Como identificar hábitos procrastinadores?
É importante ressaltar que procrastinar é algo normal. Todos deixam alguma tarefa ou decisão para depois em algum momento da vida. No entanto, quando esse tipo de comportamento se torna frequente e passa a impactar a vida pessoal e profissional, é importante identificar esse hábito e buscar ajuda profissional.
“Procrastinadores crônicos normalmente são pessoas que deixam para fazer tudo na última hora, não lidam de maneira eficiente com os prazos e gerenciamento do tempo, e acabam ficando sobrecarregadas, pois deixam para concluir suas atividades ou tarefas na véspera ou logo antes do prazo acabar”, explica Souza.
“Observar a frequência com que isso acontece em sua rotina e qual o contexto é importante para entender se é algo pontual, ou se já existem prejuízos significativos em relação ao seu desenvolvimento, carreira e até mesmo as relações pessoais”, orienta.
E como parar de procrastinar? Veja 5 dicas
Interromper um padrão de comportamento procrastinador pode ser desafiador. Do ponto de vista da neurociência, apesar de ainda serem necessários mais estudos para aprofundar a questão, pesquisadores acreditam que é possível treinar o cérebro para adotar novos comportamentos.

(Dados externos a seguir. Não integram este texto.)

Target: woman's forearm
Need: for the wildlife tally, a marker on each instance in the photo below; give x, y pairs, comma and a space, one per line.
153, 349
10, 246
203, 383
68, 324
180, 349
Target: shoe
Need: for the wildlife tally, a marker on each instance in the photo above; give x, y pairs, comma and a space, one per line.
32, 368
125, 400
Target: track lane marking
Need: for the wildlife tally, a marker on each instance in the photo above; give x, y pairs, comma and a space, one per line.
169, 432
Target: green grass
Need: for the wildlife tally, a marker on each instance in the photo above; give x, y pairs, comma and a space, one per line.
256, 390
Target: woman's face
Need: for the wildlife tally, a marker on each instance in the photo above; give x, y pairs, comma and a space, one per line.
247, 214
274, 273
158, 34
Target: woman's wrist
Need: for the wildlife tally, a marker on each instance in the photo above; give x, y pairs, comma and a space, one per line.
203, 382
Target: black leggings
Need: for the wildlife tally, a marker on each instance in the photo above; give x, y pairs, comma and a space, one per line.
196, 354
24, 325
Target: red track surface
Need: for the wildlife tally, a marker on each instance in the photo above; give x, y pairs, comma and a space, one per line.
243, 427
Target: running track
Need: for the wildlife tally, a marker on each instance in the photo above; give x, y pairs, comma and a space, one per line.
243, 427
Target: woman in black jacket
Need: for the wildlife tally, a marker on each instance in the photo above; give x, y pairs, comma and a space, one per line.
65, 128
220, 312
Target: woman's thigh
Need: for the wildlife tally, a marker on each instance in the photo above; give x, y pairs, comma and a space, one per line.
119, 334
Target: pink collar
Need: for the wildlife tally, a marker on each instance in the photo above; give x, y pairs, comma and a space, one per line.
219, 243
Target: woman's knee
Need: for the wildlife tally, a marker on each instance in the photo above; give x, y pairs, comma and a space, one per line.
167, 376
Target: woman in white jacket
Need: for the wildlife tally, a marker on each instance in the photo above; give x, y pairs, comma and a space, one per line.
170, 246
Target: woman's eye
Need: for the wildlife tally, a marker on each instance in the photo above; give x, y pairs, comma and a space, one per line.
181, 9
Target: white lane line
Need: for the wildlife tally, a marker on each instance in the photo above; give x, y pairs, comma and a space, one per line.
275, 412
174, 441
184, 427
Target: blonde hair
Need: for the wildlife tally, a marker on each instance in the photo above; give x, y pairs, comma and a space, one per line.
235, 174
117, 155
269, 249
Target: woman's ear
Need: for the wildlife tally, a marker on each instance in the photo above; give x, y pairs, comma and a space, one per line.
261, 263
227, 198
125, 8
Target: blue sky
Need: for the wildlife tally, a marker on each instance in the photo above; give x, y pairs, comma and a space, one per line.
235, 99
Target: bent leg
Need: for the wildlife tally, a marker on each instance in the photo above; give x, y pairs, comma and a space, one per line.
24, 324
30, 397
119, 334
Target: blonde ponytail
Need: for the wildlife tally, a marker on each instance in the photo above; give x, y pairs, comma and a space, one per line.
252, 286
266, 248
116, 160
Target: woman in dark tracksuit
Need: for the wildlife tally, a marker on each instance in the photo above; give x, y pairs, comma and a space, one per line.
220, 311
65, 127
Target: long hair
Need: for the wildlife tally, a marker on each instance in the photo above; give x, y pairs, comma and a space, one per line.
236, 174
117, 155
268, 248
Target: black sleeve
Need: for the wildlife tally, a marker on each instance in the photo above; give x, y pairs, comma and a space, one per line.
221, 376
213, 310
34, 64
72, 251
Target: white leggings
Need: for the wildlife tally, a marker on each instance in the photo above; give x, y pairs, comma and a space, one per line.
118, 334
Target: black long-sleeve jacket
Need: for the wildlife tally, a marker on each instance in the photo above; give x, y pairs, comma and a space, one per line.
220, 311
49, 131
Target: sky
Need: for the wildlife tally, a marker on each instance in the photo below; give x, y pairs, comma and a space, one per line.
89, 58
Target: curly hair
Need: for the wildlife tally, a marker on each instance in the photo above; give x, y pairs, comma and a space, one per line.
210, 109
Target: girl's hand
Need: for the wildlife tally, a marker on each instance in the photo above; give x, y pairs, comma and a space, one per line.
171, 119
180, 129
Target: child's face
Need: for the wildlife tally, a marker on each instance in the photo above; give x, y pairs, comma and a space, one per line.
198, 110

Segundo Souza, o cérebro possui a capacidade de se modificar, criando novas conexões a partir das experiências. Essa capacidade é conhecida como neuroplasticidade e permite que comportamentos e hábitos indesejados possam ser modificados, com tempo e dedicação.
Para isso, a especialista elenca cinco dicas:
- Identificar gatilhos que levam à procrastinação e criar estratégias para lidar com eles: tente associar uma tarefa cuja natureza é um gatilho a algo prazeroso, como ouvir música ao lavar uma louça ou realizar um relatório, ou convidar amigos para te ajudar a fazer compras no supermercado, por exemplo.

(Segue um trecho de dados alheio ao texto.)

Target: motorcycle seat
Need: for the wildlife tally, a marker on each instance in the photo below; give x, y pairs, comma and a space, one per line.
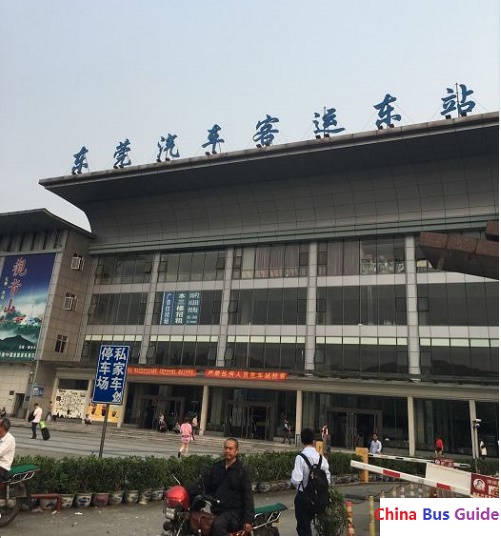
268, 509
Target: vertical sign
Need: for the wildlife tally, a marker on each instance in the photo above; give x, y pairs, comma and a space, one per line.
181, 308
110, 374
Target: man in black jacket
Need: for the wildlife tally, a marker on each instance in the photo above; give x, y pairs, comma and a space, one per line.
228, 480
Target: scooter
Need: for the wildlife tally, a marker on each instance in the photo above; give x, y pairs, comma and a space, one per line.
185, 518
13, 491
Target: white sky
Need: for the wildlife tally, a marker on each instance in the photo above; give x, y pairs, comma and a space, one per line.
94, 73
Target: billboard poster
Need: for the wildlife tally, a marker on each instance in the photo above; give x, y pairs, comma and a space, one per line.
24, 289
181, 308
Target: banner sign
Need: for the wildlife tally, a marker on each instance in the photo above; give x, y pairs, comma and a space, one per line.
24, 290
245, 374
484, 486
180, 308
165, 372
111, 372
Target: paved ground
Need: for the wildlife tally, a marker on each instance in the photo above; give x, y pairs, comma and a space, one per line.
138, 520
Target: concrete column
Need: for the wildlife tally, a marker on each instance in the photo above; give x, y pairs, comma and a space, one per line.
203, 411
411, 426
299, 412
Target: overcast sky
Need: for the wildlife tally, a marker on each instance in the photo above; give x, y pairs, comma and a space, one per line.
92, 74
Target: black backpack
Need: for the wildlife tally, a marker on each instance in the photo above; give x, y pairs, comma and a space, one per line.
317, 489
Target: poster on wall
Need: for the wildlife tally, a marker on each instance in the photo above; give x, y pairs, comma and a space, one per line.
70, 403
24, 289
97, 412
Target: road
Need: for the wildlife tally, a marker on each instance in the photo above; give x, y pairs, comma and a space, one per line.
144, 520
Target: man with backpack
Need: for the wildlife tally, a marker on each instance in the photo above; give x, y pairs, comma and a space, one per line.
311, 478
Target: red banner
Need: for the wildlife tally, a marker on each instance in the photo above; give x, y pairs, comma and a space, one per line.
164, 372
484, 486
219, 373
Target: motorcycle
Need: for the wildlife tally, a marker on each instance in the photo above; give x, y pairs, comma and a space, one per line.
13, 491
185, 518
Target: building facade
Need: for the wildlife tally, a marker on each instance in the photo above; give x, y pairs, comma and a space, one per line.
287, 282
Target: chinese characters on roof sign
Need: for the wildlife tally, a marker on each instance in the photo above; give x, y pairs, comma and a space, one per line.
213, 138
167, 145
121, 154
180, 308
111, 372
456, 100
385, 110
265, 132
80, 161
329, 123
325, 124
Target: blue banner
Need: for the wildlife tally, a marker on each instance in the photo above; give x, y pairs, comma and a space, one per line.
111, 372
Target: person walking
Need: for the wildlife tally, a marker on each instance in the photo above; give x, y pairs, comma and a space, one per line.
35, 420
375, 447
483, 449
286, 430
439, 447
186, 436
299, 479
7, 447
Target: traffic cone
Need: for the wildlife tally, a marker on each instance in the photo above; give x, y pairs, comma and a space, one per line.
349, 518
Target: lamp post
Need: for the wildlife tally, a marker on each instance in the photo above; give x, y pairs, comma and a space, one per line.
475, 424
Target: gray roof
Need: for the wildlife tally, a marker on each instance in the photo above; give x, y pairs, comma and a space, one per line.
454, 138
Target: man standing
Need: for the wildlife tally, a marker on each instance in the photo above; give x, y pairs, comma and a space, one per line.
299, 479
37, 417
229, 481
7, 447
375, 447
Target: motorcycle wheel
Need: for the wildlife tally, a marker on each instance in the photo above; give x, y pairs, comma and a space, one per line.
268, 530
8, 513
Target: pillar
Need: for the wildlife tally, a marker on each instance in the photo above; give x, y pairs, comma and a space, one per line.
203, 411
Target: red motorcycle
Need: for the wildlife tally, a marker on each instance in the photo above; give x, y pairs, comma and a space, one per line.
185, 518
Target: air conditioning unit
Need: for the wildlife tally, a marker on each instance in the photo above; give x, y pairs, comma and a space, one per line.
70, 302
77, 263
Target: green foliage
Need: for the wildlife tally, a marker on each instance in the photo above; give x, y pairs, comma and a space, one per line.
333, 522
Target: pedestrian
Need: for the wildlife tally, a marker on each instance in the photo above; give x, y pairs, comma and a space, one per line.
375, 447
49, 416
326, 439
7, 447
299, 479
35, 420
439, 447
186, 436
286, 430
483, 449
229, 481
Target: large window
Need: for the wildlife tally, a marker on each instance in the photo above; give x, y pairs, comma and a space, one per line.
128, 268
191, 266
182, 351
383, 255
271, 261
364, 305
460, 357
117, 309
365, 355
281, 306
266, 353
473, 304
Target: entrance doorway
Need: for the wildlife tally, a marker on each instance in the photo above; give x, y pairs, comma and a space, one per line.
351, 428
172, 408
249, 420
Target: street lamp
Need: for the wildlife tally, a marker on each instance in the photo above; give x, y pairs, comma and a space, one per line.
475, 424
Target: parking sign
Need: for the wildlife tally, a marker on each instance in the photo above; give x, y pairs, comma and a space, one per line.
111, 371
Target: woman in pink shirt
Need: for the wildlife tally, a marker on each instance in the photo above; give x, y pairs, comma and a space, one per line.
186, 437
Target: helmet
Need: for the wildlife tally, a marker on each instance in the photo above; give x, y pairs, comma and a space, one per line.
177, 496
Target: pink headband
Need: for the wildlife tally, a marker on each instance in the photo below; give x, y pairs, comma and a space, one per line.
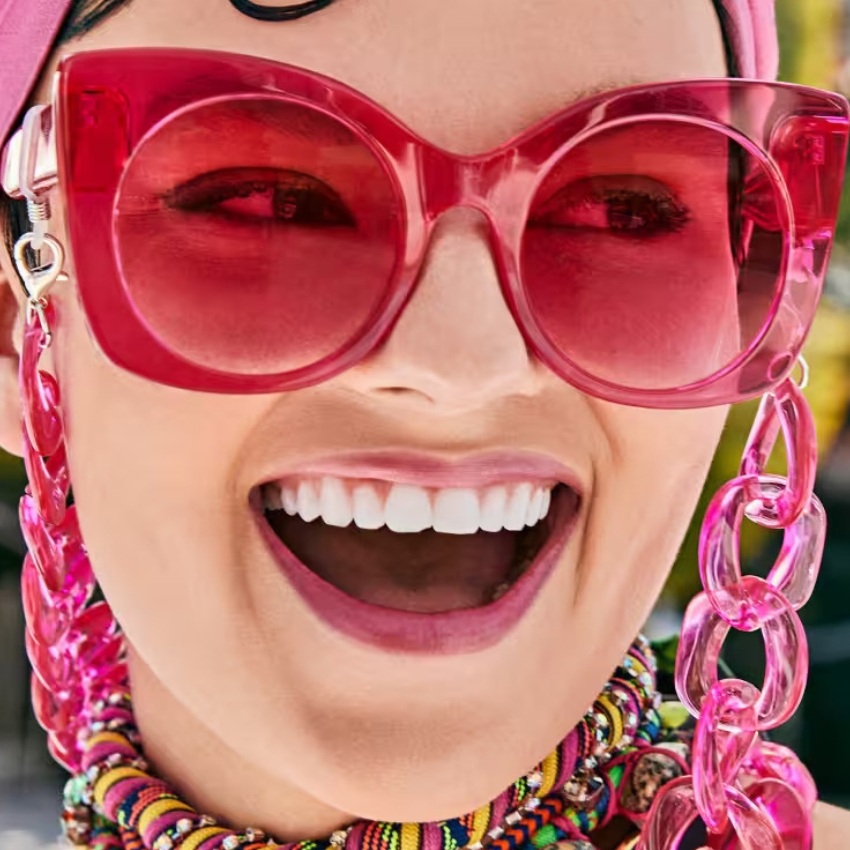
28, 29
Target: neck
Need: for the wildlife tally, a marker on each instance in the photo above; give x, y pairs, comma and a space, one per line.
214, 778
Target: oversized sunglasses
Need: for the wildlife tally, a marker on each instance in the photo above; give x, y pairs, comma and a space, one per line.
243, 226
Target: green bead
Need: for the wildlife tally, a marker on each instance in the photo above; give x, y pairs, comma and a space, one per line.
616, 775
545, 836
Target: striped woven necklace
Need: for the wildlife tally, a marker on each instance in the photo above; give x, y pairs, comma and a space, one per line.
115, 803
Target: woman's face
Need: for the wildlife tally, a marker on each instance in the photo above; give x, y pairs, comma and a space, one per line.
231, 665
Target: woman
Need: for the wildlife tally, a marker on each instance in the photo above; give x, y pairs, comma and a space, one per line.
381, 449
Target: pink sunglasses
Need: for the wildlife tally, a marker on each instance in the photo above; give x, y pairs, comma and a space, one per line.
243, 226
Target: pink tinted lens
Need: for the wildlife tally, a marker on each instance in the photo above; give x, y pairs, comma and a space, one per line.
255, 234
653, 253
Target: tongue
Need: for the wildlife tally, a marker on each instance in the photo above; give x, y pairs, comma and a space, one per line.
426, 572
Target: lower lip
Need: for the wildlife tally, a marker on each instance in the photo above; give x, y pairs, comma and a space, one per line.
447, 633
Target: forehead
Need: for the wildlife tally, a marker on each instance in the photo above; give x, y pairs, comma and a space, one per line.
466, 74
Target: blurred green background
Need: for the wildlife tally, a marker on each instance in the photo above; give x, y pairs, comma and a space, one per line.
815, 39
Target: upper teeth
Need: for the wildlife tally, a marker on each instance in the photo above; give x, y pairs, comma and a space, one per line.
408, 508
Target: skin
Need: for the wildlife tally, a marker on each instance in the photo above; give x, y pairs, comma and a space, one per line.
234, 709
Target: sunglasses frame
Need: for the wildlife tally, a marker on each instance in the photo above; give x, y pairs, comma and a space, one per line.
797, 134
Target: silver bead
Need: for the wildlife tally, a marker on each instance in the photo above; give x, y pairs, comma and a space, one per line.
339, 838
534, 779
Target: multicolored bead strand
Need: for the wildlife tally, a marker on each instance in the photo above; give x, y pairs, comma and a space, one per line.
115, 802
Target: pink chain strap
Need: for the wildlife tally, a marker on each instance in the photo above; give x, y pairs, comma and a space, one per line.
76, 651
749, 793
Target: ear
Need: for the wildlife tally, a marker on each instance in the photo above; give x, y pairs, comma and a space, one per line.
12, 304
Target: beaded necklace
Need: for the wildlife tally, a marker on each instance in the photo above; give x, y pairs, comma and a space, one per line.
626, 746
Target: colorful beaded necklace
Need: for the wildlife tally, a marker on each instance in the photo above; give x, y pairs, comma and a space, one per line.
601, 769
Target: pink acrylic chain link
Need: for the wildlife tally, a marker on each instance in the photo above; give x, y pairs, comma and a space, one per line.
76, 650
749, 793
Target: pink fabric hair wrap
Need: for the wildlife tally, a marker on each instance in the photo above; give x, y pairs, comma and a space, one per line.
28, 29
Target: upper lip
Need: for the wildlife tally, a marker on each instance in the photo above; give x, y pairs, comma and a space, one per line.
427, 470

- Quebrar uma atividade longa em tarefas menores: quanto mais complexa e distante for uma atividade, maior é a tendência de procrastinar. Por isso, estabeleça pequenas metas e rotinas para que o trabalho seja feito pouco a pouco.
- Estipular um tempo para cada tarefa: evite ao máximo realizar mais de uma atividade ao mesmo tempo, e estabeleça intervalos curtos entre as atividades para ajudar o cérebro a se recuperar.
- Organizar a rotina para realizar atividades mais desafiadoras em momentos de maior energia e disposição: por exemplo, se você é uma pessoa mais produtiva pela manhã, comece o dia com as tarefas mais complexas e deixe as mais simples para a parte da tarde. Faça o inverso se funcionar melhor para você.
- Investir no sono de qualidade e praticar atividade física: dormir bem, fazer exercícios físicos, ter contato com a luz solar natural e manter uma alimentação saudável ajuda a manter os níveis basais de dopamina saudáveis.